The above is the detailed content of 10 lines of code improved the mathematics of large models by 20%. The research on 'Yeluzi' was also tested by Google. The main author is all self-taught.. For more information, please follow other related articles on the PHP Chinese website!

Statement of this Website
The content of this article is voluntarily contributed by netizens, and the copyright belongs to the original author. This site does not assume corresponding legal responsibility. If you find any content suspected of plagiarism or infringement, please contact admin@php.cn

Hot AI Tools

Undress AI Tool

Undress AI Tool

Undress images for free

Undresser.AI Undress

Undresser.AI Undress

AI-powered app for creating realistic nude photos

AI Clothes Remover

AI Clothes Remover

Online AI tool for removing clothes from photos.

Clothoff.io

Clothoff.io

AI clothes remover

Video Face Swap

Video Face Swap

Swap faces in any video effortlessly with our completely free AI face swap tool!

Hot Tools

Notepad++7.3.1

Notepad++7.3.1

Easy-to-use and free code editor

SublimeText3 Chinese version

SublimeText3 Chinese version

Chinese version, very easy to use

Zend Studio 13.0.1

Zend Studio 13.0.1

Powerful PHP integrated development environment

Dreamweaver CS6

Dreamweaver CS6

Visual web development tools

SublimeText3 Mac version

SublimeText3 Mac version

God-level code editing software (SublimeText3)

Is Binance reliable? Binance's security analysis in mainland China (address included) Is Binance reliable? Binance's security analysis in mainland China (address included) Jul 11, 2025 pm 08:48 PM

As the world's leading digital asset trading platform, Binance has high reliability and security. 1. The platform has strong comprehensive strength, providing a variety of transaction modes and rich digital asset products, and the market size and liquidity ensure stable operation; 2. The security mechanism is perfect, including technical security (encryption technology, risk control system, dual-factor verification), user asset security fund (SAFU) and identity verification (KYC) processes; 3. Mainland users should pay attention to complying with local regulations, completing account registration and verification, and improving personal operation security awareness; 4. The official entrance is www.binance.com, and the domain name should be recognized when accessing to prevent phishing links. In summary, Binance can be used safely under the premise of compliance, and users' own security measures are the key guarantees.

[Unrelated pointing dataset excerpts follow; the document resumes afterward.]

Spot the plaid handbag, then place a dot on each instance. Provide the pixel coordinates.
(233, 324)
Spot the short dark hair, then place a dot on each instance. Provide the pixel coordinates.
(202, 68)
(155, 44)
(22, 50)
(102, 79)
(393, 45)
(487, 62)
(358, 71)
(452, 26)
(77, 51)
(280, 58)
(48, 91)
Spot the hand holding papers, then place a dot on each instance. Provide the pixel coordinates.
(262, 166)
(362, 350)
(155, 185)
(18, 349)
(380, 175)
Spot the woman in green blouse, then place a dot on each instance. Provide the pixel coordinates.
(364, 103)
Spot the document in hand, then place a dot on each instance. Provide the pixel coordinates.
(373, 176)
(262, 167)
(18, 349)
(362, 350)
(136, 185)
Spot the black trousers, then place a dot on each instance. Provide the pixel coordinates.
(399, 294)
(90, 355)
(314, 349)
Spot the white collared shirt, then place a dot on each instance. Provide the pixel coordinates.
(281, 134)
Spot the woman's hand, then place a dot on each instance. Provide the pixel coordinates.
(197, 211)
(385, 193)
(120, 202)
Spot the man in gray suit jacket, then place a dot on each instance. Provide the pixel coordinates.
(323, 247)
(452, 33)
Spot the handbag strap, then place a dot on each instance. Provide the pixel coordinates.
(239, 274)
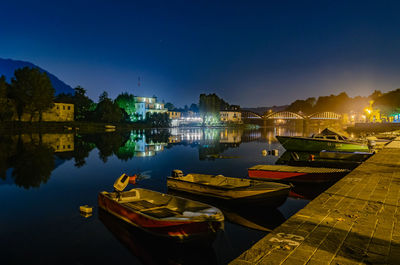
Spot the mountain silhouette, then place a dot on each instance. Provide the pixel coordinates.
(8, 66)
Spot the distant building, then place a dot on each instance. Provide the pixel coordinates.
(148, 105)
(59, 112)
(232, 116)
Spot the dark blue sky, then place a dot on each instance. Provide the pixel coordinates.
(250, 53)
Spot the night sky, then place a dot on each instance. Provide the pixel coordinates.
(249, 53)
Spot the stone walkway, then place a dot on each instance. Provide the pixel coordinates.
(356, 221)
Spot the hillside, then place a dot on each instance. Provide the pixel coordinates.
(8, 66)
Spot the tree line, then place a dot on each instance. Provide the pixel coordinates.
(31, 92)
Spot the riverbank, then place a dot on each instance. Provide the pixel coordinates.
(356, 221)
(373, 127)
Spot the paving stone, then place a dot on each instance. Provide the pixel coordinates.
(356, 221)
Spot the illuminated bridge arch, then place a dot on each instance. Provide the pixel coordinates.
(283, 115)
(250, 115)
(327, 115)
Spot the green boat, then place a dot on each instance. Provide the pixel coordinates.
(326, 140)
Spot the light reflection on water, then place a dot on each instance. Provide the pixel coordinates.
(45, 178)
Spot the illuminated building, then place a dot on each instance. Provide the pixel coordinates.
(145, 105)
(231, 116)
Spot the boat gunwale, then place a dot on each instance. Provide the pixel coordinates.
(323, 140)
(254, 184)
(178, 221)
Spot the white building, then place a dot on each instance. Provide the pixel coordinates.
(144, 105)
(231, 116)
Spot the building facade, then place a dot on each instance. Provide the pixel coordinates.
(230, 116)
(174, 115)
(146, 105)
(60, 112)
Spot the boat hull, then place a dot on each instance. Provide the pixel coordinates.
(176, 230)
(267, 175)
(316, 145)
(234, 196)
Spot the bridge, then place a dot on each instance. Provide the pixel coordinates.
(288, 115)
(283, 115)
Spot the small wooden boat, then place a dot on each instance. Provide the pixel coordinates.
(235, 190)
(249, 215)
(161, 214)
(152, 249)
(295, 174)
(326, 140)
(306, 159)
(350, 156)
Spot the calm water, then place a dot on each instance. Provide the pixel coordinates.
(45, 178)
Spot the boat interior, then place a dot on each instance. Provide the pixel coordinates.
(216, 180)
(162, 206)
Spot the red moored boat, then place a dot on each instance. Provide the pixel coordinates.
(161, 214)
(295, 174)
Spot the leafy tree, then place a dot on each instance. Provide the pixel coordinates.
(209, 107)
(32, 91)
(20, 90)
(127, 102)
(107, 110)
(33, 165)
(6, 107)
(83, 105)
(65, 98)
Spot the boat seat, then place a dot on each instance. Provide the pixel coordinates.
(227, 186)
(161, 212)
(140, 205)
(203, 182)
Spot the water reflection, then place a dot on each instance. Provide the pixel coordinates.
(29, 159)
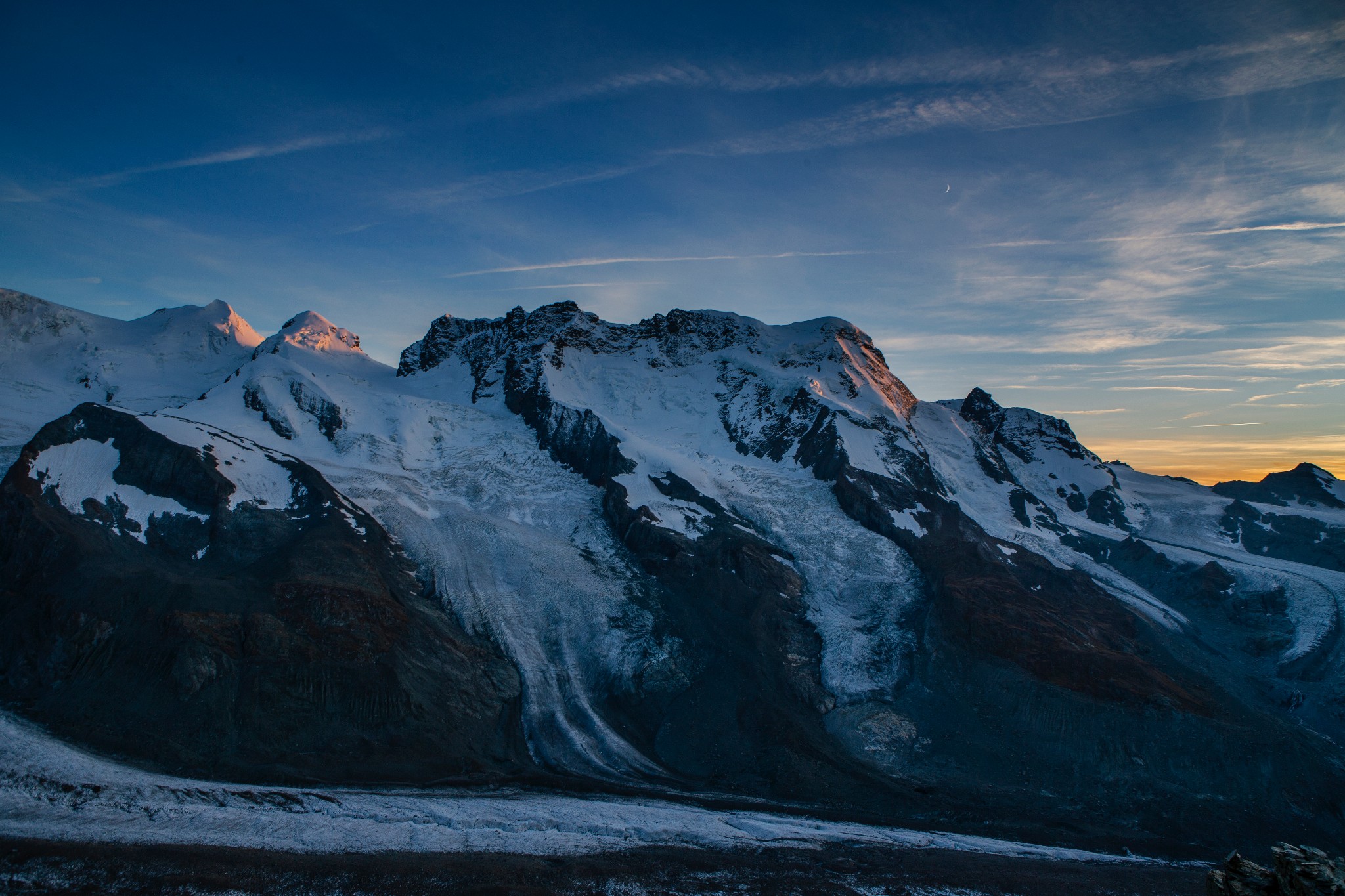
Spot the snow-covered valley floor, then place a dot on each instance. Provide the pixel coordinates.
(54, 792)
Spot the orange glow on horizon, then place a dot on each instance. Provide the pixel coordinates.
(1211, 461)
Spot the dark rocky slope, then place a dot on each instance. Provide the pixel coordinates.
(1059, 712)
(298, 647)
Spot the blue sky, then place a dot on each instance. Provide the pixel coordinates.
(1130, 214)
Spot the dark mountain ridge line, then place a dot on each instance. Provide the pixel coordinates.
(294, 647)
(1109, 653)
(1005, 636)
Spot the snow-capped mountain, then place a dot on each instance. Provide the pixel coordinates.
(711, 555)
(57, 358)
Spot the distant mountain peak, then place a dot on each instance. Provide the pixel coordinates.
(1306, 484)
(314, 332)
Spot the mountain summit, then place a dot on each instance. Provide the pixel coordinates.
(697, 553)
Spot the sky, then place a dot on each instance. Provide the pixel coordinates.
(1126, 214)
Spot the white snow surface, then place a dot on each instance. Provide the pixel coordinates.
(517, 543)
(82, 469)
(55, 792)
(53, 358)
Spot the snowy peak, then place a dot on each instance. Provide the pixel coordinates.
(827, 358)
(24, 317)
(314, 332)
(218, 323)
(55, 358)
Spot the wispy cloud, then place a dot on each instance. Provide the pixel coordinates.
(1046, 89)
(1296, 50)
(1136, 238)
(1168, 389)
(648, 259)
(613, 282)
(221, 158)
(510, 183)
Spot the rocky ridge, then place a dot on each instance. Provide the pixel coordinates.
(736, 558)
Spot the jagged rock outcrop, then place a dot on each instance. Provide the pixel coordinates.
(1306, 484)
(1298, 871)
(699, 553)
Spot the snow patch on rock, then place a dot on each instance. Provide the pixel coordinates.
(82, 471)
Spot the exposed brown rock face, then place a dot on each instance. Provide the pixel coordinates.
(299, 647)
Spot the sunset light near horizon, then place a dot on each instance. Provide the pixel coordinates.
(1130, 217)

Binance Exchange Official Website APP Binance Latest Version Download Tutorial Binance Exchange Official Website APP Binance Latest Version Download Tutorial Jul 24, 2025 pm 10:39 PM

Binance is a world-renowned digital asset trading platform. Its official APP provides users with a safe and convenient mobile trading experience. Through the Binance APP, you can buy and sell cryptocurrencies anytime, anywhere, manage your digital assets and get the latest market trends.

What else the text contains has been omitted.